It’s literary because McCarthy gets away with a style that would be harder to pull off in the horror genre: stripped down and bare. There are no chapters, no apostrophes except to indication possessives, no quotation marks, and the paragraphs are slabs of text interspersed with generous white spaces. Dialogue is only indented when there is a long exchange, and that’s not often. Some people might dismiss this as pretentious, but it does possess a meta-textual objective of being a constant reminder that the world of this novel is savage; all the inessential flourishes have been erased.

This is a father-son journey along a road that the reader guesses will not end well. What keeps you reading is McCarthy’s pure and nail-hard prose, and the plight of a father who tries to keep his son safe, and teach him that even in such a hostile environment there are some things you don’t do to survive. Women are almost absent from the book. They are dead, pregnant, or enslaved. McCarthy’s concerns are focused on this one relationship in a world where “everything was ash” – a much repeated refrain.

I shudder when I consider the headspace McCarthy had to delve into to write this book, and I admire his bravery. McCarthy tells the truth in his fiction, and does not flinch from it. Nothing erodes our humanity faster than hunger.

The novel is short, 241 pages, which is a good thing, because I don’t know if I could have read more of the story. As much as I liked the writing, and the basic premise, I found this is a difficult book to read. A couple of times I stopped and asked myself “why am I reading this?” Was I trying to depress myself on purpose? McCarthy’s world has no future, really. The people are surviving only on the relics of the past, which are dwindling. There is no life in the soil or the sea. No tomorrows, only the now. Yet, people try.

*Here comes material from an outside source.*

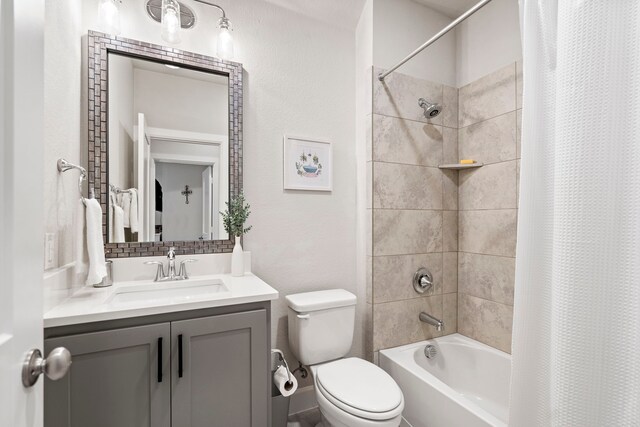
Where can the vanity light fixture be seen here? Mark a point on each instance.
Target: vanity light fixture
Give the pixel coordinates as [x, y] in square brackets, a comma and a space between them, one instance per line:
[175, 15]
[109, 16]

The bond between father and son is the lifeline for the reader. We grip onto that and pull our way through the devastation because we care, deeply, about what happens to the pair. The ends, rushes at us with a dread inevitability, and I suspect in any other novel the author couldn’t have pulled off the ending, but we are so desperate for even the faintest glimmer of hope that we allow what amounts to a deus ex machina. I doubt I could have coped if McCarthy had not peppered his novel with occasional moments of luck.

After laying down that book you should go outside and rejoice in the world that we have. Treasure it. We will not survive its passing.


  • HughC

    You should have a read of Riddley Walker by Russell Hoban for the whole post-apocalyptic thing, written in a vernacular that’s best understood when read out loud. Excellent and scary, possibly a precursor to The Road. Bleak in the extreme.I’ve read a bunch of McCarthy’s novels, loved Blood Meridian and found the rest a little dull and over-long, I have The Road sitting on a shelf waiting to be read. Hope I like it.